7 Aralık 2012 Cuma

MEVLANA VE MAN EKMEĞİ

Bir gün Mevlana Hazretleri Alaaddin Siryanus (Tanrı rahmet etsin) hazretlerine buyurdu ki:

Eğer senden “ Mevlana kimdir?” diye sorarlarsa, görmediğini ve işitmediğini söyle.

Yani “ Onun ne ululuğunu görebilirsin, ne de sırlarını işitebilirsin” diye cevap ver.

Sonra “ On man ekmeği (Tanrıdan gelen ekmek) çiğneyip yakadan aşağı dökmek daha kolay, fakat bir man ekmeğini yemek daha zordur.”

Çünkü bu zahir (görünenleri bilenler) bilginleri, malum bilginlerin ilimlerini çiğner ve dökerler.

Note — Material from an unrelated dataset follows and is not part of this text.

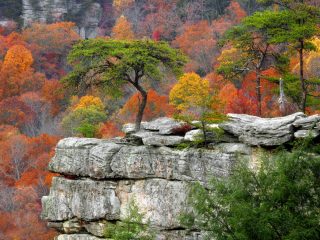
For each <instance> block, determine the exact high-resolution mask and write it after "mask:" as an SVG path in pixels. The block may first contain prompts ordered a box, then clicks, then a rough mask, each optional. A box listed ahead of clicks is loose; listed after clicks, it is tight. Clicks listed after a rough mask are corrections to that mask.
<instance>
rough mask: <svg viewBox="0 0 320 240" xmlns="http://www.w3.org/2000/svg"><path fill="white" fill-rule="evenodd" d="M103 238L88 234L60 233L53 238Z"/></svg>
mask: <svg viewBox="0 0 320 240" xmlns="http://www.w3.org/2000/svg"><path fill="white" fill-rule="evenodd" d="M101 239H104V238H98V237H95V236H92V235H89V234H71V235H67V234H62V235H59V236H58V237H56V238H55V240H101Z"/></svg>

Eğer okumadan gerektiği gibi yutsalardı, çiğnemek zahmetinden kurtulurlar ve susmayı kendilerine adet edinirdiler” buyurdu.

ŞİİR:

“ Sözden altmış fersah uzağa kaç,
Çünkü sen söz tuzağı yüzünden bu kapana düşmüşsün”

                                        ***
Hâkim Senai hayatının son zamanlarında (Tanrı’nın rahmeti onun üzerine olsun) dilinin altında bir şey mırıldandı.

Muhipler (sevgi ile bağlı olanlar kulaklarını onun ağzına götürdüler, bu beyti söyledi söylediğini işittiler.

ŞİİR:

“ Ben insanların iyiliği için dünya zindanında kalmışım.
Zindan nerede ben nerede?

Kimin malını çalmışım”

Dostlar şükürler edip baş koydular ve sevindiler.

                                       ***
ARİFLERİN MENKIBELERİ, Şark İslam Klasikleri 29,
Ahmet Eflaki, M.E B. YAYINLARI 489

                                      ***
Neler öğrendik:

Man ekmeğinin Tanrıdan gelen, ekmek olduğunu öğrendik.
Bu ekmeğin dua edildiği zaman gökten indiğini öğrendik.

Ekmeğin güç ve tokluk verdiğini öğrendik.
Ekmek üstünden ilahi sırların aşağıya indiğini öğrendik.

Büyüklerin ululuğunu kolayca anlayamayacağımızı öğrendik.
Büyüklerin sırlarını kolayca işitemeyeceğimizi öğrendik.

Çiğner ve döker: gelir-gider, yani içselleştirilmemiş demek olduğunu öğrendik.

Man ekmeğini yemek: Tanrı’dan gelen bilgiyi içselleştirerek yaşamına katılması anlamında olduğunu öğrendik.

Okumadan yutmak: İnanarak, hiç şüphe duymadan doğru kabul etmek olduğunu öğrendik.

İlahi bilgiyi içselleştirenin, sırlara ulaşanın susmayı tercih ettiğini öğrendik.

İşte böyle yaren,

Bazı bilginler edinilmiş bilgiyi bir müddet konuşurlar sonra o bilgi aynı konu bir daha ortaya çıkana kadar söz etmezler.

İlahi bilgi içselleşir kanınca, canında, gönlünde, nefsinde, kalbinde, uzuvlarında olumlu ve kalıcı etkiler yapar.

Ezberden ve kalıplardan, baskılardan kurtulur hakikat üzerine yeniden şekillenirsin.

Tanrı sanatını öğrenir öğrendiğin bu sanat üzerine duyuş, düşünüş ve davranışların oluşur.

Candan sarılırsın, sahiplenirsin, özüne katar yeni bir kimlik oluşturursun.
Kendine ve çevrene ebedi faydalar saylayacak duruma gelirsin.

Büyüklerimiz bizim faydalanmamız için ömürlerini tüketmişlerdir.
Kendi çıkarlarına çalışsalardı, şimdi ne adaları kalırdı ne şanları.